By A Web Design


| Foster and Partners |

Chesa Futura

| St. Moritz | Switzerland |
| Architecture |


007-3 The Chesa Futura apartment building in the Engadin Valley fuses state-of-the-art computer design tools and traditional, indigenous building techniques to create environmentally sensitive building. Although its form is novel, it utilises timber construction – one of the oldest, most environmentally benign and sustainable forms of building.
The building consists of three storeys of apartments and two underground levels for car parking. Its bubble-like form is a response to the site and local weather conditions. The site is located on the edge of a slope, looking down over the village towards a lake. The building is lifted above the ground on eight pilotis to ensure that all three storeys benefit from the views of the Engadin Valley and the lake of St. Moritz. Raised buildings have a long architectural tradition in Switzerland, where snow lies on the ground for many months of the year. Each floor has been widened to achieve the desired overall floor area, because there is a height restriction on the site and the ground level is not being utilized. To avoid a bulky appearance and in order to maintain views up and down the slope under and around the building, its form has been softened into curves.
The form has been refined using a specially written computer programme that has fused the building’s plan and section to create a three-dimensional volume.

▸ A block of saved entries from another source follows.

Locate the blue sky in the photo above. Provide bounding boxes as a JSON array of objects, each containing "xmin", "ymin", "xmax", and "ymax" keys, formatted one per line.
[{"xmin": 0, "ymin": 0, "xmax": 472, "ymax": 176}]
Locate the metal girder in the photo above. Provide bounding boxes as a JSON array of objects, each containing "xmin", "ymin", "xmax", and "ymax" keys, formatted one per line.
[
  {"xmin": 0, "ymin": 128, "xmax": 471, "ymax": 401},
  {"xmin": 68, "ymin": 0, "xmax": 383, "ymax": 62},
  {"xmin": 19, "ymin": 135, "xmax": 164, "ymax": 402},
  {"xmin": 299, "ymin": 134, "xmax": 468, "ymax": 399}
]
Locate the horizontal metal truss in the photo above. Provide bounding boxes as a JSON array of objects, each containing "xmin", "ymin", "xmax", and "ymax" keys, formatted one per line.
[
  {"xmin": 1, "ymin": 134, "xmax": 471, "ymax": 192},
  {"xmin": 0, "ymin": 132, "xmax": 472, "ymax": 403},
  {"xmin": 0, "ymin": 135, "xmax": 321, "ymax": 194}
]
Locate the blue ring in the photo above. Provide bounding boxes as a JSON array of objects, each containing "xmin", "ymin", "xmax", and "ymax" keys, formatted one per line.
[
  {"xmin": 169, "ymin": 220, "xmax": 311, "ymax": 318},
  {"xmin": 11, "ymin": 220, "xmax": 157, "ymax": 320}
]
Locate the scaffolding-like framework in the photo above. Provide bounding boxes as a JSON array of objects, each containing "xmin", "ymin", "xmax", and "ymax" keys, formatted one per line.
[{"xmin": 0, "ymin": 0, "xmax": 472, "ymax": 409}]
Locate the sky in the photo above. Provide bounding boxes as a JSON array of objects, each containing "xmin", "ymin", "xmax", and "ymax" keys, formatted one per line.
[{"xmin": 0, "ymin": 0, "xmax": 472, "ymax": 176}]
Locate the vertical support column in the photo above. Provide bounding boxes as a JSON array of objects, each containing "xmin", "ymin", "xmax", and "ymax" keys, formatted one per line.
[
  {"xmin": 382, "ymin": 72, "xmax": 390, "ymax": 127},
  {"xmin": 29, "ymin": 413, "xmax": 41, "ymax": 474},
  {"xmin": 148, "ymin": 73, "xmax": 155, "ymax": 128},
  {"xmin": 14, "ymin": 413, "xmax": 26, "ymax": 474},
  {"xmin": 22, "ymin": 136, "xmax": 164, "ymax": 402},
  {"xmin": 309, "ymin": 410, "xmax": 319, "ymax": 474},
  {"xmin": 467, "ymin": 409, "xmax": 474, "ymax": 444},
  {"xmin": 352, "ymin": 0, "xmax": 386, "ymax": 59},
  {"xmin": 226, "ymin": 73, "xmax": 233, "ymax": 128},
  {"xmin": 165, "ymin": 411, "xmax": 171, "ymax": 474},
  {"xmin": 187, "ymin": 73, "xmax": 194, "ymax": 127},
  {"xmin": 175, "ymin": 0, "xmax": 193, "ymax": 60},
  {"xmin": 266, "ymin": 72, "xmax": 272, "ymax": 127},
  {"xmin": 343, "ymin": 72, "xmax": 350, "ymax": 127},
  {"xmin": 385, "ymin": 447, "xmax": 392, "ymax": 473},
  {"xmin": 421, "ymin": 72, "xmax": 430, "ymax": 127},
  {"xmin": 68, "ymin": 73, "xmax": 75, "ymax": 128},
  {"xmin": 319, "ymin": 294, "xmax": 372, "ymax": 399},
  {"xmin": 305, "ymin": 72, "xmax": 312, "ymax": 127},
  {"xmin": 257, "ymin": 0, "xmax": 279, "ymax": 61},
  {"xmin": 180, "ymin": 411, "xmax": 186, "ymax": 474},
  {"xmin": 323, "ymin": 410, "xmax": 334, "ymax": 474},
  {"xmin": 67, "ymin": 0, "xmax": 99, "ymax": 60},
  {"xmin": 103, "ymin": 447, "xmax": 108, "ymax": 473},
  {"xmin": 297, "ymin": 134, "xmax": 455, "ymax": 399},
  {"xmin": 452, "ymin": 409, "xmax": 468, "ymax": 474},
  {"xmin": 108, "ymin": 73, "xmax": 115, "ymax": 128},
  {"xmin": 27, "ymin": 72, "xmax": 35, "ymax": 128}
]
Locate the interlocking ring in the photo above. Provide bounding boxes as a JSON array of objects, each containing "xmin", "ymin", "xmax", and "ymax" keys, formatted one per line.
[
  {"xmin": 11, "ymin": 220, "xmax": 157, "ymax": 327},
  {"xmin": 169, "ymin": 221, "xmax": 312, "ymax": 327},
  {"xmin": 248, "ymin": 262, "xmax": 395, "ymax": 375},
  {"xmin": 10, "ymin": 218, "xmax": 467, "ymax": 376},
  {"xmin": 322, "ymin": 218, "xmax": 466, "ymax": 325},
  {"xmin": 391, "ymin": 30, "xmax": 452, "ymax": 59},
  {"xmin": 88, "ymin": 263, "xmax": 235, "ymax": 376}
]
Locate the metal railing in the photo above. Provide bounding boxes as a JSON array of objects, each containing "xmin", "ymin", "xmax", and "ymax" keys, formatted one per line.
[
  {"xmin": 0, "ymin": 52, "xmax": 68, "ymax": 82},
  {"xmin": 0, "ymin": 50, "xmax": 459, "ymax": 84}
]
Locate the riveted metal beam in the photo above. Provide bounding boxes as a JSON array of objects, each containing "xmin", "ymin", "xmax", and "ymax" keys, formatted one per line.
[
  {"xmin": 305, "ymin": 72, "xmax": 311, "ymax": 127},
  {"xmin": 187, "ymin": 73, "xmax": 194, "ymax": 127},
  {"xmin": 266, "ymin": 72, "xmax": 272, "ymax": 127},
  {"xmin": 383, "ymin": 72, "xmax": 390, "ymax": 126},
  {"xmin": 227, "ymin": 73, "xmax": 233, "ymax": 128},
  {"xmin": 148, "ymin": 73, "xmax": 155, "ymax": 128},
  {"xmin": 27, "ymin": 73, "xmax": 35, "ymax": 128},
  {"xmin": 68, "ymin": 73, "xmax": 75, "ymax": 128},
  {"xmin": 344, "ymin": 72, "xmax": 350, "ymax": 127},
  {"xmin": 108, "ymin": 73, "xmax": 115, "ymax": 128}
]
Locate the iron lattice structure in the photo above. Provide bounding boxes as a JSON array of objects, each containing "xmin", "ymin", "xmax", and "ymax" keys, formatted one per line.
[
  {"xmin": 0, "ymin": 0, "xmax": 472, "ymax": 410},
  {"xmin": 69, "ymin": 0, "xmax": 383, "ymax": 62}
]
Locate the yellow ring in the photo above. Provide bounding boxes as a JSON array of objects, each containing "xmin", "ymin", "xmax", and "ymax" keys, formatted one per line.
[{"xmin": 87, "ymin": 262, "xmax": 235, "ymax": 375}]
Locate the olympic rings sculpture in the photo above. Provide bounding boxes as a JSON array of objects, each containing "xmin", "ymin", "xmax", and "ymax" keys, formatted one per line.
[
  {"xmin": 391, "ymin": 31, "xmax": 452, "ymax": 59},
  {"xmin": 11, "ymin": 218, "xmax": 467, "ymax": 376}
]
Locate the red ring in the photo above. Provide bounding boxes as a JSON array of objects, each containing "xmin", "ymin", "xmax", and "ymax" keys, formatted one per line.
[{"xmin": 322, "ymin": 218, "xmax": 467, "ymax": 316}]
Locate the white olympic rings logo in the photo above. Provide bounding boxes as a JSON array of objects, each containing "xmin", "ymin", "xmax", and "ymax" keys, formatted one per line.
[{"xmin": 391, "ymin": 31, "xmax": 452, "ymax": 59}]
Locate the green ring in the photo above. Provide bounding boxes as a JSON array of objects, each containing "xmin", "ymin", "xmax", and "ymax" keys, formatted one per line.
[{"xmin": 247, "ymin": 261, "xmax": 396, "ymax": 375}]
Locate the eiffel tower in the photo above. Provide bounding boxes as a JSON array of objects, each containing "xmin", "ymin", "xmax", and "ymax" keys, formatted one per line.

The digital information can also be directly exported to cutting tools to build physical models and ultimately to the machines that will make the timber building components.
In Switzerland, building in timber makes environmental sense for a number of reasons. It reflects local architectural traditions, and it contributes to the established ecology of felling older trees to facilitate forest regeneration.
The frame is constructed from glue-laminated timber beams – consisting of thin sections of wood glued together – in pre-assembled panels of 6-7 metres in length. A steel undercarriage supports the timber frame. The larch shingles that make up the building’s skin will respond to weather, change colour over time, and appear as an organic part of the landscape. They are cut by hand by a family that has practised the craft for generations. The shingles were cut from trees at the same altitude as the construction site during the winter when the wood is dry, contains no sap and so will not shrink. The roof is made from copper, a traditional local material sufficiently malleable to be formed on site when temperatures drop well below freezing.
The curved form allows windows to wrap around the façade, providing panoramic views of the lake and surrounding mountains. The building has balconies to the south which benefit from sunlight. It is closed at the back facing the mountains and the coldest weather, providing insulation through its thermal mass.